Si une seule de ces réponses reste floue, vous êtes en zone grise.
Le DPO devient prescripteur
Avant l'AI Act, le DPO arrivait souvent en fin de processus : audit après l'achat, hochement de tête sur les CGU, lettre type. Désormais, c'est lui qui doit valider l'évaluation de risque (DPIA / EIPD) avant déploiement du système.
Pour une direction recrutement, cela signifie quatre choses :
- Embarquer le DPO dès l'évaluation d'un outil RH, pas après le pilote.
- Lui fournir la documentation technique de l'éditeur (modèle, données, hébergement).
- Mettre à jour le registre des traitements pour intégrer le nouveau système.
- Prévoir un canal d'opposition explicite pour le candidat.
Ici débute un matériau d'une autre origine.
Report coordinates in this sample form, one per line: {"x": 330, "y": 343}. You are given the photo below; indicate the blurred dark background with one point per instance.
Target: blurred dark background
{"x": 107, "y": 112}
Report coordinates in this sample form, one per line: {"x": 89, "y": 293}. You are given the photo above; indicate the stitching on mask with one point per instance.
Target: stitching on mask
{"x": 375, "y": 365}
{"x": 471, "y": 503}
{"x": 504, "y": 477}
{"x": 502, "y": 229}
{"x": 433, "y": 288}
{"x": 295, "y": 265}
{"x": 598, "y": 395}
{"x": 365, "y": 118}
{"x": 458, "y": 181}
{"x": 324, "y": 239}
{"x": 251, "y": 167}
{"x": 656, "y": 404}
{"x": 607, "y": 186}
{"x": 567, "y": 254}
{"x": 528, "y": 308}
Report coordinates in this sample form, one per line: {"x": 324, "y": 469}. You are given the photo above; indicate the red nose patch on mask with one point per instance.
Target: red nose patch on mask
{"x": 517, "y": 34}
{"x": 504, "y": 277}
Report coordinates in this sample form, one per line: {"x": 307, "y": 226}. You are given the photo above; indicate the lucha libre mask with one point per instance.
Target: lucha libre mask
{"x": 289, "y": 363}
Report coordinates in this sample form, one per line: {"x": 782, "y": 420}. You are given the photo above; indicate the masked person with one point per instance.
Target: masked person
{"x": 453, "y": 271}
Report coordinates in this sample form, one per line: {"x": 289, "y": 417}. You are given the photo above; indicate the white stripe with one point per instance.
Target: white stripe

Les équipes qui sautent ces étapes s'exposent à un risque opérationnel concret. Un signalement candidat, un contrôle CNIL ou un courrier d'une autorité européenne suffit pour déclencher une demande de mise en conformité immédiate, qui peut bloquer l'outil pendant des semaines.
La souveraineté passe de bonus à critère filtrant
L'AI Act n'oblige pas formellement à choisir un éditeur européen. Mais en pratique, un éditeur hébergé en UE, avec un modèle qui ne sort pas les données du territoire, simplifie l'ensemble du dossier de conformité d'un ordre de grandeur.
C'est pour cela que la mention "hébergement France" passe, depuis 2025, de bonus marketing à critère filtrant dans les RFP des cabinets et des ESN. Les pages produit des éditeurs RH qui n'affichent pas clairement où sont stockées les données candidat se font éliminer en première lecture.
Ce qui rend Hirify simple à valider côté DPO
- Hébergement 100 % France sur Scalingo (datacenter Paris). Les données candidat ne quittent pas le territoire européen.
- Aucun score opaque. Hirify ne montre pas de % de matching. Le Hub restitue des critères qualifiés (compétence, expérience, contrainte exprimée par le candidat) que le recruteur lit comme une fiche.
- Décisions explicables. Chaque enrichissement de fiche candidat est traçable jusqu'à l'extrait de transcript d'entretien qui le justifie.
- Pas de réentraînement sur vos données. Par défaut, les données client ne servent pas à entraîner de modèle, et c'est écrit au contrat.
- Documentation prête. La fiche technique nécessaire au DPO pour mettre à jour le registre des traitements est fournie sur demande.
C'est ce wedge qu'on observe sur les cycles de vente depuis l'application de l'AI Act : moins de friction côté DPO, signature plus rapide, déploiement réellement utilisé. Sans cette couche, on voit souvent le DPO bloquer un outil trois mois après l'achat, et la valeur n'est jamais livrée.
À retenir
- Le recrutement est haut risque au sens AI Act : explicabilité, traçabilité, supervision humaine sont obligatoires.
- Le scoring opaque est terminé. Tout chiffre synthétique doit pouvoir être décomposé en critères humainement intelligibles.
- L'IA générative grand public ne convient pas pour traiter des CV. La quasi-totalité des usages observés aujourd'hui sont non conformes.
- Le DPO devient prescripteur amont, plus seulement validateur aval. C'est lui qu'il faut embarquer en premier sur un choix d'outil.
- L'hébergement souverain simplifie tout le dossier de conformité. Ce n'est plus un bonus, c'est devenu un critère filtrant.